Weniger Frauen in Industriebetrieben
Als Hauptgrund sieht Greber den gesellschaftspolitischen Druck, mit dem sich die Unternehmen zunehmend konfrontiert sehen. Ein Hintergrund für die rasante Zunahme könnte auch sein, dass die EU im letzten Herbst beschlossen hat, bei den grössten Unternehmen eine Frauenquote einzuführen.
Dass bei den kleineren Firmen, den sogenannten Nebenwerten, der Frauenanteil zwar auch markant zunehme, aber nicht so schnell wie bei SMI-Firmen begründet Greber wie folgt: Kleinere Firmen seien oft Industrieunternehmen in den Bereichen Maschinenbau und Ingenieurswesen. In diesen Bereichen gäbe es traditionell weniger Studienabgängerinnen, was die Rekrutierung von Frauen erschwere.
Historischer Wendepunkt
Philippe Hertig, Chef Schweiz von Egon Zehnder International, einem der weltweit grössten Unternehmen bei der Suche nach Führungskräften, spricht gar von einem historischen Wendepunkt. Nebst dem Druck aus der Gesellschaft, mehr Frauen ins Management aufzunehmen, seien auch die Profile erweitert worden.
Früher habe man primär erfahrene und gestandene Konzernleiter gesucht, heute habe man das Profil des Verwaltungsrates flexibilisiert. Demzufolge stünden auch mehr Kandidatinnen zur Verfügung. Dass sich schlicht nicht genügend Frauen finden liessen, sei eine faule Ausrede, so Hertig. Suche man systematisch und professionell, seien durchaus genügend Kandidatinnen zu finden.
Qualifikation vorausgesetzt
Das zeigt auch das Beispiel von Monique Bourquin, langjähriges Kadermitglied bei Unilever, dem Hersteller von rund 400 Markenartikeln. Bourquin wurde kürzlich in den Verwaltungsrat des Milchverarbeiters Emmi gewählt. Sie sagt zu «10vor10»: «Die Schweiz ist auf einem guten Weg, weil viele Firmen erkannt haben, dass gemischte Teams mit Frauen erfolgreicher sind.»
Für Bourquin ist es aber besonders wichtig, dass die neuen Frauen auch genügend qualifiziert sind und das Profil stimmt. Einfach eine Frau zu wählen, nur um eine Frau zu haben, das wäre völlig kontraproduktiv, so Bourquin.

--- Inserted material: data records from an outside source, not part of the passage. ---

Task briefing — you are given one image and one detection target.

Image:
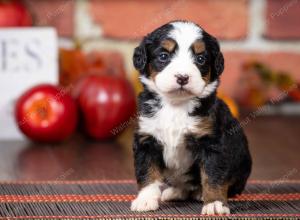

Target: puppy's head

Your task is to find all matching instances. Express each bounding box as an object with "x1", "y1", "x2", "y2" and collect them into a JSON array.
[{"x1": 133, "y1": 21, "x2": 224, "y2": 100}]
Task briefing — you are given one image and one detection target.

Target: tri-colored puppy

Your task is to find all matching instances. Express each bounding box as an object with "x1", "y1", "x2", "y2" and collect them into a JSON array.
[{"x1": 131, "y1": 21, "x2": 251, "y2": 214}]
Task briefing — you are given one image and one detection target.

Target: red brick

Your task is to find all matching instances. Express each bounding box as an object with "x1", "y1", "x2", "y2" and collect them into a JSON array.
[
  {"x1": 90, "y1": 0, "x2": 248, "y2": 39},
  {"x1": 25, "y1": 0, "x2": 74, "y2": 37},
  {"x1": 265, "y1": 0, "x2": 300, "y2": 39},
  {"x1": 220, "y1": 51, "x2": 300, "y2": 96}
]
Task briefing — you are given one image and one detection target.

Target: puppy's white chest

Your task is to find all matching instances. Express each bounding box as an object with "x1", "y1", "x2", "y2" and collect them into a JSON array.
[{"x1": 139, "y1": 102, "x2": 197, "y2": 171}]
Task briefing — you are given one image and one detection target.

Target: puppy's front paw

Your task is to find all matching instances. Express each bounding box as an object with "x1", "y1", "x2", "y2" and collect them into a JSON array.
[
  {"x1": 201, "y1": 201, "x2": 230, "y2": 215},
  {"x1": 131, "y1": 197, "x2": 159, "y2": 212}
]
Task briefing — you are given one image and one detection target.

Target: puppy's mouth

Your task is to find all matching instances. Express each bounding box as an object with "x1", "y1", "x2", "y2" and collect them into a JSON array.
[{"x1": 168, "y1": 86, "x2": 193, "y2": 96}]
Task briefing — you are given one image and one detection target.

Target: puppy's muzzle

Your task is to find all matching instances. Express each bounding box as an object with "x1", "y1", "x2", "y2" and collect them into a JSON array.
[{"x1": 175, "y1": 74, "x2": 189, "y2": 86}]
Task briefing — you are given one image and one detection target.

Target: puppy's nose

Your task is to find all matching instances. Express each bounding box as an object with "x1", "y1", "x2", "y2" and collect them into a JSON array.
[{"x1": 175, "y1": 74, "x2": 189, "y2": 86}]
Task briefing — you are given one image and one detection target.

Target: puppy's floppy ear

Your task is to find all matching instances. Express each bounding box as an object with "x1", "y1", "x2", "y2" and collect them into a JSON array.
[
  {"x1": 204, "y1": 33, "x2": 224, "y2": 78},
  {"x1": 214, "y1": 51, "x2": 224, "y2": 76},
  {"x1": 133, "y1": 42, "x2": 147, "y2": 72}
]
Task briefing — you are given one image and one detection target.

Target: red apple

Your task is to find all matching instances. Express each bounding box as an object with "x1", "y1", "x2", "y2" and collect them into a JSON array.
[
  {"x1": 74, "y1": 75, "x2": 136, "y2": 139},
  {"x1": 15, "y1": 84, "x2": 77, "y2": 142}
]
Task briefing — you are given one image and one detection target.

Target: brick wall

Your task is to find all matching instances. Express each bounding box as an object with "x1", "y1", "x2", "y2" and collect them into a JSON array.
[{"x1": 26, "y1": 0, "x2": 300, "y2": 95}]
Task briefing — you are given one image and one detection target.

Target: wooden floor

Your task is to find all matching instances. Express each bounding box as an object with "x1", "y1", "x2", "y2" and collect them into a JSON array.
[{"x1": 0, "y1": 117, "x2": 300, "y2": 180}]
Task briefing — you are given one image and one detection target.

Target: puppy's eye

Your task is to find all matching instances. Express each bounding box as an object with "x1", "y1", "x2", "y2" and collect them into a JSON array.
[
  {"x1": 158, "y1": 52, "x2": 170, "y2": 63},
  {"x1": 196, "y1": 54, "x2": 206, "y2": 65}
]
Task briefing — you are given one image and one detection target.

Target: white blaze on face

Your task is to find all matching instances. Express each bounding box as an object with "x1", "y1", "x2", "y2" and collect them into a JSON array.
[{"x1": 155, "y1": 22, "x2": 206, "y2": 96}]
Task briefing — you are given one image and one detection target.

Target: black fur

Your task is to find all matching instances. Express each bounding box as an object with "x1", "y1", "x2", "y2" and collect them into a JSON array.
[{"x1": 133, "y1": 21, "x2": 252, "y2": 201}]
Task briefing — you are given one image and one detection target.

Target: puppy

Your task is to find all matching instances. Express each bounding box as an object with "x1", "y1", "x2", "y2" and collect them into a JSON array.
[{"x1": 131, "y1": 21, "x2": 252, "y2": 214}]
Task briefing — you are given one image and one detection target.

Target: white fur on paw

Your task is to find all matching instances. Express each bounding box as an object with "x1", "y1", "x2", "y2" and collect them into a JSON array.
[
  {"x1": 201, "y1": 201, "x2": 230, "y2": 215},
  {"x1": 161, "y1": 187, "x2": 186, "y2": 202},
  {"x1": 131, "y1": 197, "x2": 159, "y2": 212}
]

Swatch, Syngenta und Nestlé schwingen oben aus
Einige Schweizer Firmen erreichen dank ihrer Einstellungsoffensive in diesem Jahr schon hohe Frauenanteile. Zum Beispiel Swatch mit 34 Prozent Frauenanteil im Verwaltungsrat, der Saatguthersteller Syngenta mit 30 Prozent und der Nahrungsmittelkonzern Nestlé mit 29 Prozent.
Hertig wie Greber sehen diese Zahlen als Beleg, dass die Schweiz ohne gesetzliche Quote auf einem sehr guten Weg sei, Frauen ins Management zu integrieren. Beide Experten gehen davon aus, dass eine fixe Frauenquote, wie sie die EU kürzlich beschlossen oder einige Ländern wie Norwegen bereits haben, deshalb nicht viel bringen würde.
Mit einem Frauenanteil von 17 Prozent in den Verwaltungsräten der SMI-Firmen, liegt die Schweiz europaweit über dem Durchschnitt von rund 16 Prozent. Laut einer Studie von Egon Zehnder International sind die Spitzenreiter in Europa Norwegen mit 37 Prozent gefolgt von Finnland und Schweden. Schlusslichter sind der letztjährigen Studie zufolge Italien, Österreich und Portugal im einstelligen Bereich.